In her time Virginia had now and then known the fear of Death. Two nights previous, as the waters had engulfed her, she had known it very well. But never before had she known fear of life. That's what it was—fear of life—life that could only cost and could not pay, that could take and could not give, that could pain but could not heal. She knew now the dreadful persecution of the elements, cold and storm and the snow fields stretching ever from range to range. She knew the fear of hunger, of struggle to break the spirit and rend the body, of disaster that could not be turned aside, of cruel and immutable destiny. She knew now why the waterfowl had circled all day so restlessly: they too had known the age-old fear of the northern winter. They had sensed, in secret ways, the swift approach of the storm.

Winter was at hand. It would lock the streams and sweep the land with snow, the sun would grow feeble in the sky, and the spirit of Cold would descend with its age-old terrors. And the creepy fear, the haunting terror known to all northern creatures, man or beast, crept into her like a subtle poison.

It was a moment of enchantment.

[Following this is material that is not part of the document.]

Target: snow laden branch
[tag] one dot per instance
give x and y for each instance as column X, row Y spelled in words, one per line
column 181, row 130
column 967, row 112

The music rose high, fell in soaring leaps, trembled in infinite appeal, and slowly died away. Outside the storm increased in fury. The wind sobbed over the cabin roof, the trees complained, the snow beat against the window pane. And still the spell lingered. Her lustrous eyes gazed out through the darkened pane, but her thoughts carried far beyond it.

And it was well for her peace of mind that she did not glance at Bill. The music had moved him too: besides the fear of the North he had been torn by even a deeper emotion, and for the instant it was written all to clearly upon his rugged features. He was watching the girl's face, his eyes yearning and wistful as no human being had ever seen them.

The soaring notes, with the dreadful accompaniment of the storm, had brought home a truth to him that for days on the trail he had tried to deny. "I love you, Virginia," cried the inaudible voice of his soul. "Oh, Virginia—I love you, I love you."